Irma Montessa arrived, and she shouted for someone to take a basket of oranges and put it in the station wagon. "Stupid bastards," she said to Barbara. "All they know is meat and potatoes."
From outside, Dominick yelled, "Bobby, Bobbyl Let's get it on the road!"
She pushed through to the door. Out in the alley, forty or fifty strikers, some of them with picket signs, were crowded around the station wagon. TTiey were rubbing their hands, hopping up and down to keep warm, grinning at her as she came out. Many of them knew her, and they shouted things like, "Hey, Bobby! Here's our girl!" and "You'll tell 'em, Bobby!" as they opened up for her to get through to the car.
She heard one of the men say to Dominick, "The goons are forming up across Fourth Street. They say they're going to make a cordon from the depot to Market Street."
"Listen, you guys," Dominick shouted. "We go down Bryant, slow. So stay around the car. If the cops try to stop us at Fourth, we push through. We get the car inside the police line and as close to the docks as possible."
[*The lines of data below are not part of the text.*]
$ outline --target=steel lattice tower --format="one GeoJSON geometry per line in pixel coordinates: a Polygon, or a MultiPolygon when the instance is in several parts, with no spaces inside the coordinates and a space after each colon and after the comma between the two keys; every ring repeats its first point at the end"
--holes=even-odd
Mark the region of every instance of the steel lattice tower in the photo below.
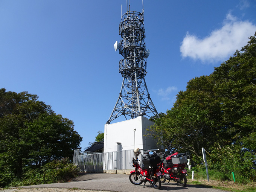
{"type": "MultiPolygon", "coordinates": [[[[130,7],[130,5],[129,5],[130,7]]],[[[130,9],[130,8],[129,8],[130,9]]],[[[114,45],[123,57],[119,72],[123,77],[119,97],[107,124],[121,115],[126,120],[140,116],[159,117],[150,98],[144,77],[147,73],[146,58],[149,52],[145,46],[144,10],[124,14],[119,26],[122,39],[114,45]]]]}

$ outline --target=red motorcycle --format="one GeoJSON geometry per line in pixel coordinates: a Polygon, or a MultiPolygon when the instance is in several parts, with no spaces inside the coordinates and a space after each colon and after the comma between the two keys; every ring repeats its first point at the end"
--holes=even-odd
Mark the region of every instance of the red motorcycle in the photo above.
{"type": "Polygon", "coordinates": [[[135,159],[133,158],[133,166],[135,168],[135,170],[131,171],[130,173],[129,177],[130,181],[136,185],[140,185],[144,182],[143,188],[145,187],[146,182],[148,181],[155,189],[160,189],[161,183],[160,177],[162,176],[162,173],[157,166],[158,165],[160,165],[159,163],[160,162],[159,156],[157,155],[156,156],[155,155],[155,152],[152,151],[149,151],[148,154],[146,152],[142,155],[142,163],[145,167],[143,167],[143,169],[142,169],[139,163],[138,158],[138,156],[140,153],[139,149],[135,149],[134,152],[136,157],[135,159]],[[154,157],[151,157],[150,155],[154,155],[154,157]],[[148,156],[149,156],[149,158],[148,156]]]}
{"type": "Polygon", "coordinates": [[[161,183],[163,183],[168,180],[168,184],[171,180],[177,182],[180,186],[185,186],[187,184],[186,175],[187,176],[187,170],[185,169],[187,163],[187,159],[184,154],[176,152],[170,155],[166,149],[159,166],[163,176],[161,179],[161,183]]]}

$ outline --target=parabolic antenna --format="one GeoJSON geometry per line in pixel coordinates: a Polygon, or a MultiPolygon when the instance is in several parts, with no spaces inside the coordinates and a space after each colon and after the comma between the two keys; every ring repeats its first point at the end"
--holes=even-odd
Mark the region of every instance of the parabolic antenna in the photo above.
{"type": "Polygon", "coordinates": [[[145,53],[145,57],[146,58],[146,59],[148,57],[148,56],[149,56],[150,53],[150,52],[149,52],[149,50],[148,49],[147,49],[146,50],[146,52],[145,53]]]}
{"type": "Polygon", "coordinates": [[[116,51],[116,50],[119,49],[118,46],[119,45],[118,44],[118,43],[117,43],[117,41],[116,41],[116,43],[115,43],[114,44],[114,49],[115,49],[115,51],[116,51]]]}

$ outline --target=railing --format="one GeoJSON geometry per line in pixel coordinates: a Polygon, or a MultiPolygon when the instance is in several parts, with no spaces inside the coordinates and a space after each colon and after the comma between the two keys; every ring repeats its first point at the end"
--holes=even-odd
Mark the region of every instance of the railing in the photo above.
{"type": "MultiPolygon", "coordinates": [[[[145,151],[140,150],[139,159],[142,166],[142,155],[145,151]]],[[[78,149],[74,151],[73,164],[77,165],[81,171],[129,169],[133,169],[134,157],[133,149],[105,153],[81,151],[78,149]]]]}

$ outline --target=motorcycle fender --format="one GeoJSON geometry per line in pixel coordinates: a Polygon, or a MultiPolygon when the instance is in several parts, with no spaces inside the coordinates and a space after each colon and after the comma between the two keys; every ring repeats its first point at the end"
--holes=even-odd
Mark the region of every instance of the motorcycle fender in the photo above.
{"type": "MultiPolygon", "coordinates": [[[[135,170],[132,171],[131,172],[130,172],[130,174],[131,174],[131,173],[135,173],[135,172],[136,172],[136,171],[135,171],[135,170]]],[[[137,171],[137,173],[138,173],[138,174],[139,175],[140,174],[140,172],[139,172],[139,171],[137,171]]]]}
{"type": "Polygon", "coordinates": [[[187,170],[186,169],[183,169],[182,170],[182,172],[184,174],[186,174],[187,173],[187,170]]]}

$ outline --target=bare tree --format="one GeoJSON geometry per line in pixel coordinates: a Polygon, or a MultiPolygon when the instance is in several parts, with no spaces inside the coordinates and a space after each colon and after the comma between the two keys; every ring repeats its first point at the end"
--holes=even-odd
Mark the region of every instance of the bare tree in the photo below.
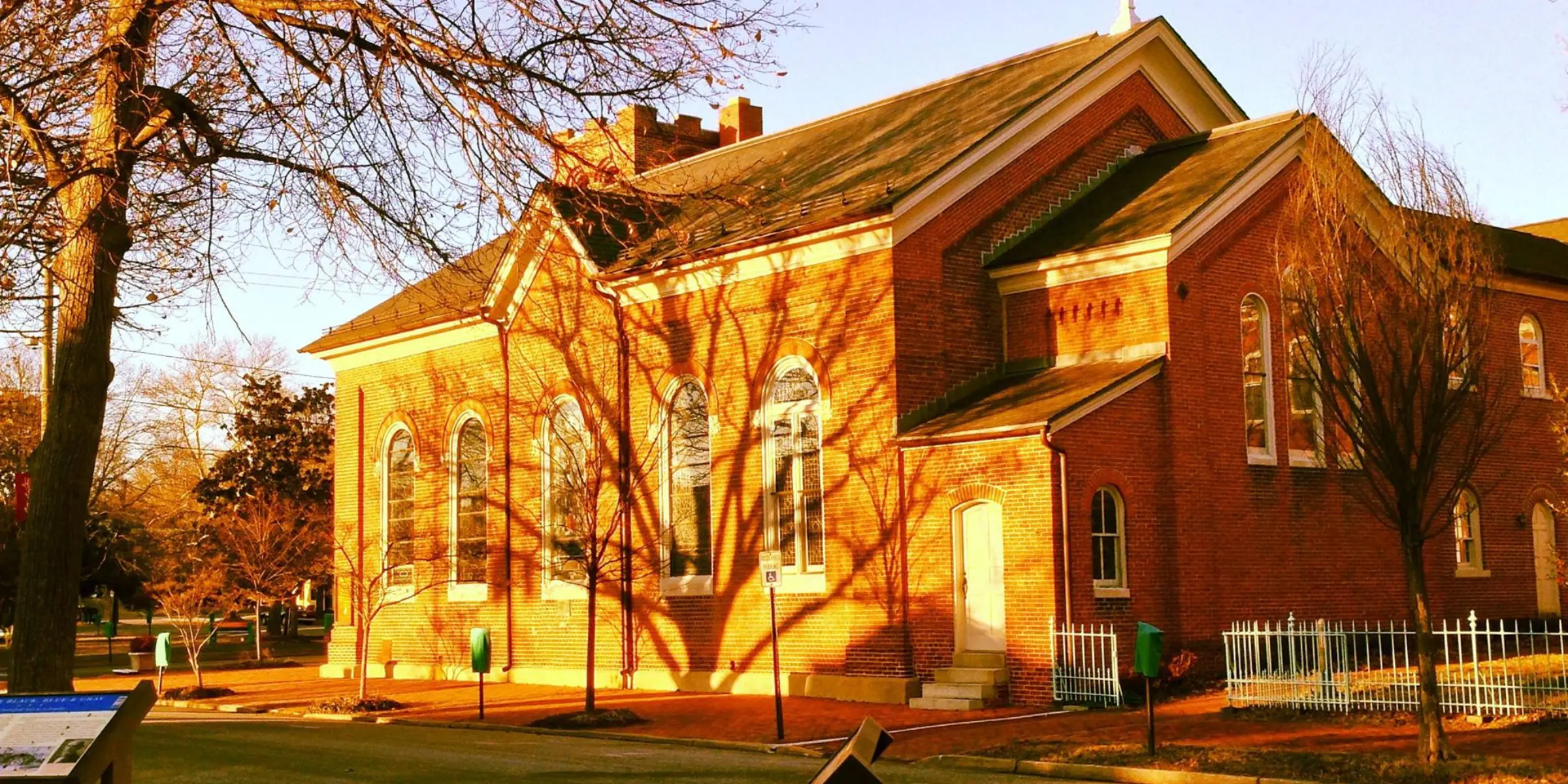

Dominick climbed into the car next to her, and Barbara started the motor, easing it into low gear and moving slowly out of the alley, the longshoremen walking in a group around the car. It was eight o'clock, and already the city appeared to be converging on the waterfront. Empty of cars, Bryant Street was spotted with clusters of strikers, sympathizers, kids, curious citizens. On the other side of the street, a solid knot of a dozen men moved toward the docks.
"Goons," Dominick said.
Moving at a walking pace, the Ford's motor whining in low gear, they were approaching 4th Street. Barbara saw the line of police stretching across the street, almost shoulder to shoulder. The kids and the curious were being barred, a crowd of people beginning to fill the street. She was also able to see herself in perspective: Jean Whittier's daughter, driving a car loaded with food and medical supplies into a police barricade. She was frightened and excited at the same time.
"Are you O.K., kid?" Dominick asked.
"O.K.," she said. "I'm fine," with just the slightest quaver in her voice.
"Don't stop unless I tell you to. Just keep it going at the same speed."
They were now about fifty feet from the police line, and the crowd of strikers around the station wagon had increased to several hundred. The tight group of men that Dominick had specified as "goons" now moved into the street on a diagonal toward the strikers. A police officer moved to meet them. Another police officer began to make his way through the strikers to the station wagon. A young man with a press card in his hat pushed in among the strikers and yelled at Barbara,
"Hey, lady, what's your name?"
"Roll down your window," Dominick said. "Keep it down."
"Not closed?"
"Down. Down."
The strikers were at the police line now. "Move it, move it!" Dominick yelled.
"That wagon don't go through!" an officer shouted.
Barbara kept the car moving, and the police line gave. Several of the policemen drew their sidearms, and then an officer who appeared to be in charge waved his arms, and the policemen dropped back, opening the way for the strikers and the station wagon to move through.
Barbara's heart had stopped beating. "Thank God," she whispered. Dominick grinned at hef. The man with the press card in his hat swung onto the running board.
"Lady, you got guts. What's your name?"